Mon expérience de la dimension métaphysique n'est
pas intellectuelle ou conceptuelle, mais bien physique et corporelle.
Je m'efforce cependant de la penser rationnellement, car je crois que
c'est important de la comprendre.
Au départ il s'agit donc d'un état subjectif. On
pourrait d'ailleurs le définir comme pathologique. Mais
à mon avis mieux vaut simplement le définir comme
extra-ordinaire.
Car qu'est-ce qui nous prouve que ce n'est pas l'état dit
normal qui est pathologique ? La quantité ne fait pas la
qualité, on le voit par exemple en politique, où
la démocratie n'est pas forcément une voie de
salut, contrairement à ce qu'affirment les propagandistes
bornés du libéralisme.
D'après l'expérience commune de
l'humanité, on sait d'ailleurs qu'il arrive relativement
souvent que des individus, voire des groupes, aient
l'expérience d'autres dimensions cosmiques.
Ces dimensions peuvent être construites selon un
schéma traditionnel, mythique, poétique ou
religieux. Elles sont souvent différenciées et
particularisées, portant la marque subjective des individus
qui les ont rendus manifestes. Souvent des divisions, des branches
apparaissent. Un mouvement éclate et essaime en une
multitude de groupuscules, dont l'un peut-être deviendra
hégémonique et finira par absorber tous les
autres. Parfois la tendance hégémonique fait
partie des fondements doctrinaires de la secte, comme dans l'Islam, la
religion de l'Un absolu. L'Islam n'étant que l'un des
développements dialectiques possibles de la religion
mosaïque originaire d'Israël.
On connaît la proximité culturelle, sociale,
spirituelle de l'Islam originaire avec le ferment judaïque.
Proximité d'ailleurs gênante, dont l'Islam ne
cessera par la suite de vouloir s'émanciper,
jusqu'à prétendre recréer l'histoire
à partir de son unique point de vue, c'est-à-dire
en niant son propre caractère historique. L'Islam est ainsi
de plus en plus devenu une religion intolérante,
bornée, appauvrissante. Car tout ce qui réduit la
diversité du champ humain est appauvrissant.
Je disais donc que l'expérience de la dimension
métaphysique est un fait subjectif et en tant que tel,
susceptible de prendre de multiples formes, en lien avec la culture et
la position du sujet en question. Dire qu'un fait est subjectif, ce
n'est pas lui enlever son authenticité, sa
vérité. Le subjectif est à mes yeux
aussi réel que l'objectif. Sinon plus. Car souvent ce qu'on
appelle monde objectif n'est en fait qu'une construction subjective.

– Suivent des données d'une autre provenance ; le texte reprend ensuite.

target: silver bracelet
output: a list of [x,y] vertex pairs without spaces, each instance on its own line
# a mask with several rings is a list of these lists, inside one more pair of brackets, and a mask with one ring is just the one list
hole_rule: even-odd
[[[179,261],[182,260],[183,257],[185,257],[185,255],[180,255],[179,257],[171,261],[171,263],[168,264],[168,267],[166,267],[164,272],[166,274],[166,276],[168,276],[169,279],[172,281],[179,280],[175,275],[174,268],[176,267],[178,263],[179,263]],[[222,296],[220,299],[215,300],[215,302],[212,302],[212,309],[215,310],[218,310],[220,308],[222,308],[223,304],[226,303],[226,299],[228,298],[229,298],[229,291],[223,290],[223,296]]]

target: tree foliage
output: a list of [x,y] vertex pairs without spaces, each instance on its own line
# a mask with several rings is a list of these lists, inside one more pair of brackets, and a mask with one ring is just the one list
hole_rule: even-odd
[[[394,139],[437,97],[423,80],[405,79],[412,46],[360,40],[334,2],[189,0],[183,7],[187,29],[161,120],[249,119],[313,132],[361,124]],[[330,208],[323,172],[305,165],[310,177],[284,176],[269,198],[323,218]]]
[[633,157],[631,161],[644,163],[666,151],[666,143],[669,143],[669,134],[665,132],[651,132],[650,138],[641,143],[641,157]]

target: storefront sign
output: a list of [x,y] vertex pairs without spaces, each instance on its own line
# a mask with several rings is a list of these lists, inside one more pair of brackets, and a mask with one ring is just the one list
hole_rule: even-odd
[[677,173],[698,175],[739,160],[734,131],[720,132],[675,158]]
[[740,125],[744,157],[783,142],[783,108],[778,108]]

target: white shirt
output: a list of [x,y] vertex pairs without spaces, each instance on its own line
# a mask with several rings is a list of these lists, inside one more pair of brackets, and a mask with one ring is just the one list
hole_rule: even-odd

Ainsi certains se contentent de qualifier les expériences
mystiques ou extatiques de délires et refusent de les
considérer sérieusement. C'est qu'encore une
fois, ils réduisent le monde à
l'expérience subjective qu'ils en ont. Ils font de leur
position relative le critère absolu de la
réalité qu'ils nomment objective ou scientifique.
Je me méfie de ceux qui parlent de façon entendue
d'évidences indiscutables. Tout est discutable et surtout
les évidences. N'oublions pas de mettre notre grain de sel
ou de sable dans l'engrenage trop bien huilé de la machine
à tuer la pensée. Cela en principe la fait
exploser et s'exhale alors une mauvaise odeur : c'était la
pestilence qui devait être évacuée. Et
pour évacuer la pestilence, il faut crever
l'abcès où elle réside. C'est de la
chirurgie mentale.
Selon ma propre expérience, il y a une dimension de
pureté absolue, dimension physique, matérielle,
à laquelle peut accéder l'âme. La
pureté dont je parle ici n'est donc pas un concept moral,
mais une substance. Sans originalité, je la classe du
côté de l'éther ou du feu.
L'âme qui accède à cet état
substantiel devient donc éther ou feu.
Cependant pour accéder à cet état, il
faut d'abord que l'âme sorte de l'état
où elle était auparavant. C'est-à-dire
qu'elle doit d'abord être mise en mouvement par quelque
cause. Or tant que l'âme ignore ou n'a pas fait
l'expérience de l'état de pureté, elle
ne peut le désirer comme quelque chose qu'elle
connaîtrait. Ce n'est donc pas par désir de cet
état qu'elle se met en mouvement. Mais plutôt,
c'est cet état qui imperceptiblement, inconsciemment, va
prendre le dessus pour finalement l'emporter et investir toute la
place. Ce mouvement n'est pas provoqué volontairement par le
sujet. Ce sont des forces qui agissent en lui, des forces
élémentaires, aussi bien physiques que mystiques.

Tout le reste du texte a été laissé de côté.